Salil’s books include Offense: The Hindu Case (Seagull, 2009), The Colonel Who Would Not Repent: The Bangladesh War and its Unquiet Legacy (Aleph, 2014, and Yale University Press, 2016), and Detours: Songs of the Open Road (Tranquebar, 2015). He is currently working on a book on Gujaratis which Aleph will publish in South Asia. Salil is senior adviser at the Institute for Human Rights and Business in London, and associated with a number of initiatives involving corporate accountability. Salil graduated with an MBA from Tuck School at Dartmouth College.

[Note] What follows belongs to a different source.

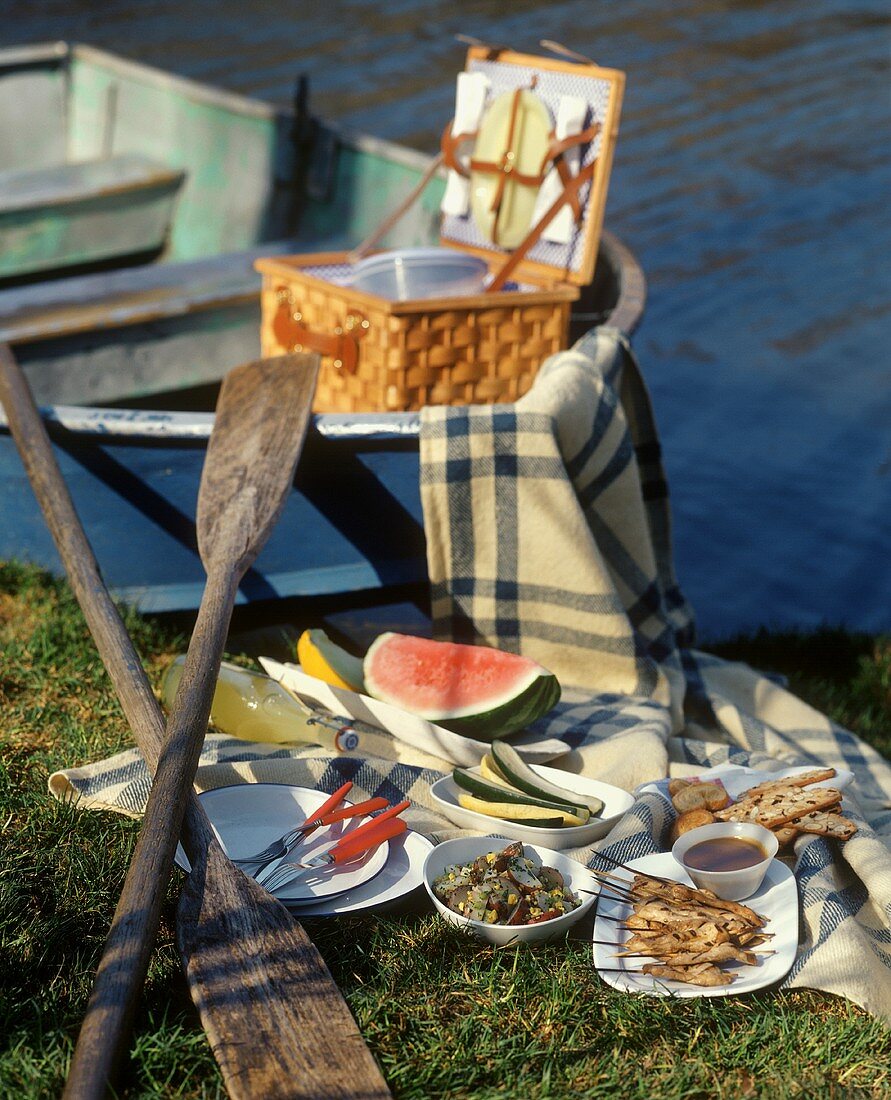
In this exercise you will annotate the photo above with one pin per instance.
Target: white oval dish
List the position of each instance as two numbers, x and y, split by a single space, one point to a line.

Tunku Varadarajan is the Virginia Hobbs Carpenter Research Fellow at the Hoover Institution at Stanford University and editor of Hoover’s in-house publication Defining Ideas. He was a former editor of Newsweek and Newsweek International. Previously, he was executive editor (opinions) at Forbes, assistant managing editor and op-ed editor of the Wall Street Journal, and the New York bureau chief for The Times (of London). Born in India, he is a British citizen. A visiting scholar at New York University’s Department of Journalism, he is a former lecturer in law at Trinity College, Oxford. He has also taught at NYU’s Stern School of Business, the Graduate School of Journalism at Columbia University, and the City University of New York’s Graduate School of Journalism. Varadarajan has a BA in law, with honors, from Oxford University
Ashutosh Varshney joined Brown faculty in January 2009. Previously, he taught at Harvard (1989-98) and the University of Michigan, Ann Arbor (2001-2008). He was the 2008 winner of the Guggenheim fellowship and the Carnegie Scholar awards. His Ethnic Conflict and Civic Life: Hindus and Muslims in India (Yale, 2002) won the Gregory Luebbert Prize of the American Political Science Association. Democracy, Development and the Countryside: Urban-Rural Struggles in India (Cambridge 1995), in its PhD dissertation form, won the Daniel Lerner Prize at MIT.
His research and teaching cover three areas: Ethnicity and Nationalism; Political Economy of Development; and South Asian Politics and Political Economy. His academic papers have appeared in World Politics, Perspectives on Politics, Comparative Politics, Daedalus, Journal of Development Studies, Journal of Asian Studies, Journal of Democracy, Journal of East Asian Studies, and Foreign Affairs. In addition to professional journals, he also contributes guest columns to newspapers and magazines. He is currently working on a multi-country project on cities and ethnic conflict, and on the rising North-South economic divergence in India. He served on the former UN Secretary General Kofi Annan’s Millennium Task Force on Poverty (2002-5). He has also served as an adviser to the World Bank, UNDP and the Club of Madrid.